It's good to be Google. Better yet, it's good to be part of charmed Google alumni who lived through Google's seminal growth period.
Chris Sacca lives in Truckee, CA...a funky, hip former-mining town close to Lake Tahoe, just off of route 80 in the Sierra Nevadas. Most mornings he hikes/snowshoes before breakfast. Every few weeks he makes the 4-5 hour commute to San Francisco, where he checks in with his companies.
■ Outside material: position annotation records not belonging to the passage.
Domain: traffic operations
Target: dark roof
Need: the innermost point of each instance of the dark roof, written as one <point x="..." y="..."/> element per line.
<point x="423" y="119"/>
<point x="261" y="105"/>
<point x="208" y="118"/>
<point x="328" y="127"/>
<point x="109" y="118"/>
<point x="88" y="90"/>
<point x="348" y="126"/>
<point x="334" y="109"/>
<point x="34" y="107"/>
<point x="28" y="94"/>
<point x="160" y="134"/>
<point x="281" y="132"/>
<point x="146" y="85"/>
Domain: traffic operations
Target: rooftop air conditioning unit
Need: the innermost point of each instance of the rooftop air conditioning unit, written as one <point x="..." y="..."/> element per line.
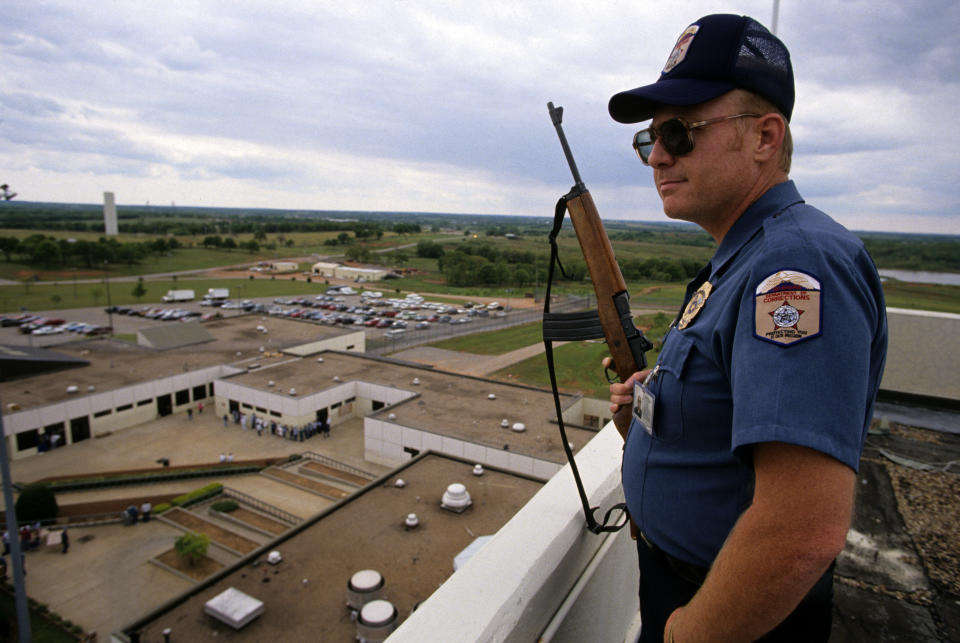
<point x="456" y="498"/>
<point x="378" y="619"/>
<point x="363" y="587"/>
Today, Chris Sacca is one of the 40 ex-Googlers who have invested in 200 companies since 2005. As a fresh-faced Georgetown law school grad, Sacca joined Google in 2003. As head of Special Initiatives at Google, Sacca was on the front-lines in seeing all inbound business proposals. Each day, he saw 50-70 new ideas.
Sacca left Google in 2007, and struck out on his own. In 2007, he was one of the first investors in Twitter, chipping in $50,000. He's done more than two dozen other deals, including FanBridge, a NYC-based company that makes software that helps musicians manage marketing and relationships with their fans.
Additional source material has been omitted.